Einer ist nicht mehr dabei. Thomas Lehmann, 51, hat als Grünen-Fraktionschef gegen die Neonazi-Szene gekämpft. Und viel Kraft gelassen. Er schließt nicht aus, später wieder in die Kommunalpolitik einzusteigen. „Aber jetzt muss ich erst mal neue Kraft tanken“, sagt der Werbefachmann und Biolandwirt. Schon in der DDR, in Gegnerschaft zum Stasi-System, hat er den Aufstieg der Rechtsextremisten genau verfolgt. Wie ein Notar für die Stadt arbeitete und parallel die NPD-Jugend aufbaute. Wie ein Burschenschafter sich den rechtsradikalen Nachwuchs an Chemnitzer Schulen herangezüchtet habe. Und wie er sich selbst immer wieder gefragt habe, warum so viele Chemnitzer nicht auf Distanz gehen, wenn die Hooligans in ihrer Stadt mit Neonazi-Sprüchen aufmarschieren.
Seine Erklärung: „Sie haben seit 1933 ununterbrochen in totalitären Systemen gelebt, hatten immer mit staatlichem Nationalismus und Antisemitismus zu tun und haben an der Schule nie Demokratie lernen können.“Weil dies nicht nur in Chemnitz so sei, hätten sich nach seiner Überzeugung die Szenen vom letzten Sommer auch in Halle, Cottbus und Frankfurt/Oder genauso ereignen können.
Die Sensibilität ist jedenfalls gewachsen. „Vor zehn Jahren hat das noch niemanden interessiert, wenn sie vor meinem Restaurant den Hitlergruß gezeigt haben – heute werden sie bestraft“, sagt Uwe Dziuballa, 54. Er kocht mit seinem Bruder koscher in Chemnitz. Sie lassen koscheres Bier brauen.
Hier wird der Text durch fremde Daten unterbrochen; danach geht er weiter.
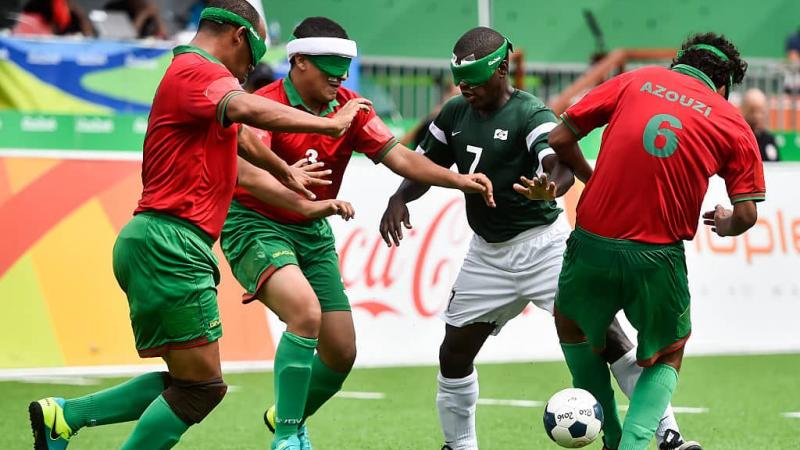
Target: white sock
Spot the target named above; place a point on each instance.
(627, 373)
(457, 399)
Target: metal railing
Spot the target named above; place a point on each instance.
(409, 88)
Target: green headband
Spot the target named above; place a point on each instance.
(258, 48)
(716, 52)
(480, 71)
(333, 65)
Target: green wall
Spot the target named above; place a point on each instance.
(548, 31)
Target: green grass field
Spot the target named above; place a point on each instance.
(745, 397)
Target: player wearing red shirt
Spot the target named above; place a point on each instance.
(668, 132)
(289, 262)
(162, 258)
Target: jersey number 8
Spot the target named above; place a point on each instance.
(658, 141)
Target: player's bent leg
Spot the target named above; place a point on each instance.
(589, 372)
(457, 394)
(196, 389)
(621, 356)
(288, 293)
(650, 397)
(121, 403)
(334, 359)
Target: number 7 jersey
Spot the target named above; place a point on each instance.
(668, 132)
(509, 143)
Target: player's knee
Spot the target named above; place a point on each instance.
(568, 331)
(305, 319)
(192, 401)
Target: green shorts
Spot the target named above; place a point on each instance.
(256, 247)
(600, 276)
(166, 268)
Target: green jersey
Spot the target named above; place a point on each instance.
(509, 143)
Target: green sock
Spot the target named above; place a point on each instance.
(650, 397)
(292, 373)
(590, 372)
(325, 382)
(158, 428)
(121, 403)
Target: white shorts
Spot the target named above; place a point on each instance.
(497, 281)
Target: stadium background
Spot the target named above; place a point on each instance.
(73, 116)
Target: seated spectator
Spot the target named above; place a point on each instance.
(261, 76)
(792, 80)
(52, 17)
(754, 111)
(144, 14)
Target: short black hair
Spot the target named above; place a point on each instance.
(239, 7)
(319, 27)
(479, 41)
(710, 64)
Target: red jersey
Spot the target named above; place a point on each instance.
(190, 155)
(668, 133)
(367, 134)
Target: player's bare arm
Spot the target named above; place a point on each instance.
(554, 182)
(266, 114)
(269, 190)
(396, 215)
(564, 142)
(296, 177)
(726, 222)
(409, 164)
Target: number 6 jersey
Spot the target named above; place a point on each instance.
(668, 133)
(509, 143)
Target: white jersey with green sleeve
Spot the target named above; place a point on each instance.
(509, 143)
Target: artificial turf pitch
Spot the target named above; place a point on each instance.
(733, 403)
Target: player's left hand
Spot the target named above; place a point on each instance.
(478, 183)
(719, 220)
(539, 188)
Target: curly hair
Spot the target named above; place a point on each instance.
(720, 72)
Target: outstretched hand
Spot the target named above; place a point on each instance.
(539, 188)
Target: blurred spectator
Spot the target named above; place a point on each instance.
(193, 14)
(144, 14)
(261, 76)
(754, 110)
(792, 80)
(793, 47)
(52, 17)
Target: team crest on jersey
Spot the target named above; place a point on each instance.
(501, 134)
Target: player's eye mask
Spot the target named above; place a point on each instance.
(258, 45)
(330, 55)
(476, 72)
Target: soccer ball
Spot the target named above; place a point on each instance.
(573, 418)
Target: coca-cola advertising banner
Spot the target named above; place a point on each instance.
(60, 217)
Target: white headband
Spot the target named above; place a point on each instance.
(322, 46)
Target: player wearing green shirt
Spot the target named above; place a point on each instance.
(515, 257)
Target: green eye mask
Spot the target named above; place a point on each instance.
(333, 65)
(479, 71)
(258, 48)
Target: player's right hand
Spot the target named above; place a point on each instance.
(394, 219)
(344, 117)
(333, 207)
(302, 174)
(478, 183)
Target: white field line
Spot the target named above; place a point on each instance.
(70, 381)
(361, 395)
(510, 402)
(676, 409)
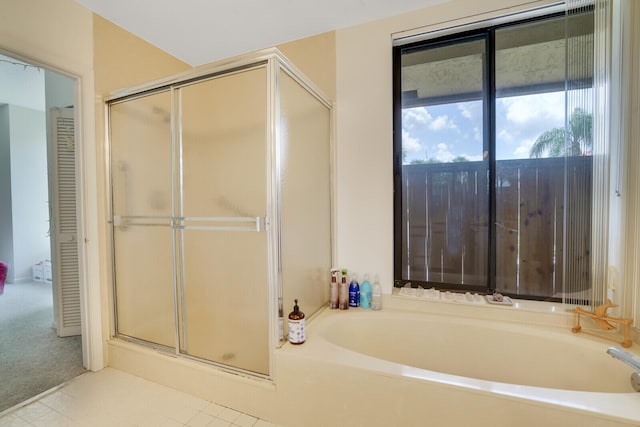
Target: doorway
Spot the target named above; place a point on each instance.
(35, 356)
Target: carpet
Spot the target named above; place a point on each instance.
(33, 358)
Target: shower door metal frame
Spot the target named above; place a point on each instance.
(275, 63)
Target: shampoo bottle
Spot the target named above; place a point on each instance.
(376, 295)
(297, 333)
(354, 292)
(365, 293)
(333, 289)
(343, 292)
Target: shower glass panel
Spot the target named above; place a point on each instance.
(221, 209)
(305, 196)
(224, 292)
(140, 135)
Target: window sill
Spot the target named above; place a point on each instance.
(524, 311)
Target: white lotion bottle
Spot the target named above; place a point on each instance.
(376, 295)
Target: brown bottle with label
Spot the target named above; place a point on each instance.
(297, 333)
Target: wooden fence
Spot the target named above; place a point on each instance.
(446, 235)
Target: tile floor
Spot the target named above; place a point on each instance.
(112, 398)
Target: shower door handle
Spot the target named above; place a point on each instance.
(255, 224)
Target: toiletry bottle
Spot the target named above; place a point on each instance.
(376, 295)
(343, 293)
(354, 292)
(296, 325)
(365, 293)
(333, 289)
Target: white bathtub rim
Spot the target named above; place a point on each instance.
(621, 407)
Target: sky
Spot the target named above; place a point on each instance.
(443, 132)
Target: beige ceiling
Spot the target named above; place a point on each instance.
(202, 31)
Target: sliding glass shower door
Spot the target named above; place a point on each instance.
(221, 210)
(223, 245)
(140, 134)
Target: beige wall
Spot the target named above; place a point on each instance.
(364, 129)
(316, 57)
Das Kalkül: „Wenn man merkt, dass das ganz normal schmeckt, denkt man vielleicht, dass die Juden auch ganz normale Menschen sind.“Dem Überfall von einem Dutzend Neonazis mit Steinen auf ihn vor einem Jahr ist kein weiterer gefolgt. Ab und zu schaut die Polizei vorbei.
Viele in Chemnitz hätten das Gefühl, es müsse sich dringend etwas ändern, erzählt Dziuballa. Liegt es daran, dass die Innenstadt noch vom sozialistischen Brachialbaustil geprägt wird? Weil Chemnitz „immer drauf“gekriegt hat? Im Weltkrieg die Zerstörungen, nach der Wende der Verlust Zehntausender Arbeitsplätze. Oder weil es abgehängt ist? Der einzige ICE, der in Chemnitz hält, ist der in der Modelleisenbahnanlage im Bahnhof für einen Euro pro Spiel.
Den Verantwortlichen schwant Schlimmes, wenn das Gerichtsverfahren gegen den einzigen derzeit inhaftierten Tatverdächtigen so ausgeht, wie es sich abzeichnet. Es mangelt offenkundig an Beweisen. Aus Furcht haben sie das Stadtfest zum Jahrestag der Ausschreitungen abgesagt. Initiativen taten sich daraufhin zusammen, um ein Bürgerfest aufzuziehen. Es soll schön bunt werden.